Usa-se muito também com uma certa ideia de imperativo (não sei exatamente se é imperativo ou presente do subjuntivo, já que a gramática de Cunha e Cintra se refere a presente):

_Se puder, venha ao Brasil nas férias.
Quando tiver mais dúvidas, pergunte_ aos foreiros.

Acho que é mais ou menos o que acontece (esse sentido de imperativo, que suponho) no seu segundo exemplo:

_Quando estiver soltanto um balão, a pessoa deve pensar em algo que deseja_.


P.S.: MèngDié, a propósito, parabéns pelo "seu" português. 
P.S.: Quando editei não vi o post de Macunaíma aqui embaixo, mas, obviamente, concordo com ele. E os meus parabéns não foram influencidados por ele, porque é evidente o bom português dos seus posts.


----------



## Macunaíma

O problema das idéias clássicas é que elas têm o hábito irritante de não se materializar na realidade. Não é fácil dar as regras para como o subjuntivo se articula na fala espontânea, então é tudo tentativa. Alguns casos são mais ou menos unânimes, mas boa parte está na área cinzenta das preferências pessoais. E eu até acho que quando alguém lê uma frase dada como exemplo num fórum como este, está mais apto a dizer que acha "estranho" do que estaria se tivesse ouvido ou lido a frase por acaso, quando é possível que nem tivesse registrado nada de destoante. Melhor, MèngDié, ir _playing it by ear_, como se diz em inglês. Na minha opinião, seu português já é excelente.


----------



## MèngDié

Muito obrigado. Eu escrevo sempre melhor do que falo, porque tenho uma abordagem "intelectual" de aprender uma língua, que não necessariamente ajuda a fala...Voltemos ao exemplo citado mais acima. Agora tenho outra dúvida:

Numa bacia com água, _colocar _duas agulhas. Se elas se juntarem, é sinal de que a pessoa deve se casar em breve.  (Um português bem brasileiro, Nível 5, página 61)

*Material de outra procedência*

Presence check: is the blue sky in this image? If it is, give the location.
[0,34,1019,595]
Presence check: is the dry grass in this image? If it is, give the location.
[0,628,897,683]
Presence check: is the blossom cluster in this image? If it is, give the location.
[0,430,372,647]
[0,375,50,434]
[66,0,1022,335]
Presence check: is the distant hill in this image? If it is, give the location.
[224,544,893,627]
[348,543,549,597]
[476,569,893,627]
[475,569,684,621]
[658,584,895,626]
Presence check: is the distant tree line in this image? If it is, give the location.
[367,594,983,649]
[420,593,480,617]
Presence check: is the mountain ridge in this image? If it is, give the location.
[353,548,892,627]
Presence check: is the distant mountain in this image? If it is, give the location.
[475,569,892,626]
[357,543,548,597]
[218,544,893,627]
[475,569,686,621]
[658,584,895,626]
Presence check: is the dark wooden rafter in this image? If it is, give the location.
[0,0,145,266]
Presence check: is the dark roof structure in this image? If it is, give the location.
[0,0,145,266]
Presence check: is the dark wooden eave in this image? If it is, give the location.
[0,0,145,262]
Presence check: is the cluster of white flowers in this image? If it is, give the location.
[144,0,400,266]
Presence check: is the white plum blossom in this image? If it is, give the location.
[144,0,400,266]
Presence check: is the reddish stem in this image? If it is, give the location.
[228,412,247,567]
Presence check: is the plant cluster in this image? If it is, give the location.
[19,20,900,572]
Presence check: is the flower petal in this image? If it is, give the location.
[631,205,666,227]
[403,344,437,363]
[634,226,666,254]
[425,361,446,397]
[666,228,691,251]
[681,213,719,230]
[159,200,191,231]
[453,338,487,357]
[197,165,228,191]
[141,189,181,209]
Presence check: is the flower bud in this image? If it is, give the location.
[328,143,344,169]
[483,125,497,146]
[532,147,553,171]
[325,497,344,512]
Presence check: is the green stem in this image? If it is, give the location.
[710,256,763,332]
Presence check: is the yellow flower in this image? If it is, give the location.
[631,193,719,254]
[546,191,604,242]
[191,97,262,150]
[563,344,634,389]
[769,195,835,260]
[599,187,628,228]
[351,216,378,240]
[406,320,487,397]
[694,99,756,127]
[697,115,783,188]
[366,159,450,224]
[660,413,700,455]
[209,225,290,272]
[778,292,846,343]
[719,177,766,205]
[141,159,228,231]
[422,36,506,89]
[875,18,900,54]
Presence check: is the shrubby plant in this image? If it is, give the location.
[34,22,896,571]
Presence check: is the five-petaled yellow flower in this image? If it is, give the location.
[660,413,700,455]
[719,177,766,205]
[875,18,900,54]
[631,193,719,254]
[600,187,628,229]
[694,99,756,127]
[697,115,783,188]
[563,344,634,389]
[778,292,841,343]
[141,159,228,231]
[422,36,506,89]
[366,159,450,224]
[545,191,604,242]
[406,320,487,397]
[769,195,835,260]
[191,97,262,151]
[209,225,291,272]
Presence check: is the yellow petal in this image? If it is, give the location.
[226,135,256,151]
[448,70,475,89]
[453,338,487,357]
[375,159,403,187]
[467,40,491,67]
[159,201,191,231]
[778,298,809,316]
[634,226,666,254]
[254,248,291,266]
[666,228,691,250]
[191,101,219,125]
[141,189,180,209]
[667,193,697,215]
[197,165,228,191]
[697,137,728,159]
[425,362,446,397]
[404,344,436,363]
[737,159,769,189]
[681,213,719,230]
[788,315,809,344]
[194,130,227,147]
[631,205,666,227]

Não entendo o porquê de a palavra _colocar_ estar na forma do infinitivo/futuro do subjuntivo. Entenderia melhor se a palavra _colocar_ estivesse na forma do imperativo, _i.e._, _coloque_ ou_ coloquem_. 

Talvez às vezes a forma do infinitivo possa substituir a forma do imperativo numa frase?


----------



## anaczz

Ambas as formas (infinitivo e imperativo) são usadas em receitas culinárias e outros tipos de instruções, geralmente em forma de lista. Num diálogo ou num texto mais elaborado não é possível fazer essa substituição.
No caso que você apresenta, parecem ser "receitas" de simpatias para o dia de Santo Antônio.

Receita de bolo:
Bater tudo no liquidificador, exceto o fermento.
Acrescentar o fermento e mexer até dissolver completamente.
Untar uma assadeira grande com buraco no meio e polvilhar com farinha de trigo.
Levar ao forno recém ligado, quando começar a esquentar.
Manter a temperatura do forno fogo em temperatura média.
Assar aproximadamente 20 minutos.

Poderia ser: Bata tudo... Acrescente... mexa... polvilhe... etc.


----------



## Áskera

«Caso houver/haja fogo, utilize as escadas» seria uma oração natural?

Obrigado de antemão.


----------



## guihenning

Em caso de incêndio, utilize as escadas.

Senão «caso haja» que é gramatical, mas não muito natural de tratar casos de incêndio, pelo menos no Brasil.

Sendo incêndio ou emergência, por exemplo, casos definidos, prefere-se “em caso de x”. Para outras situações sim, pode-se dizer “caso + subjuntivo”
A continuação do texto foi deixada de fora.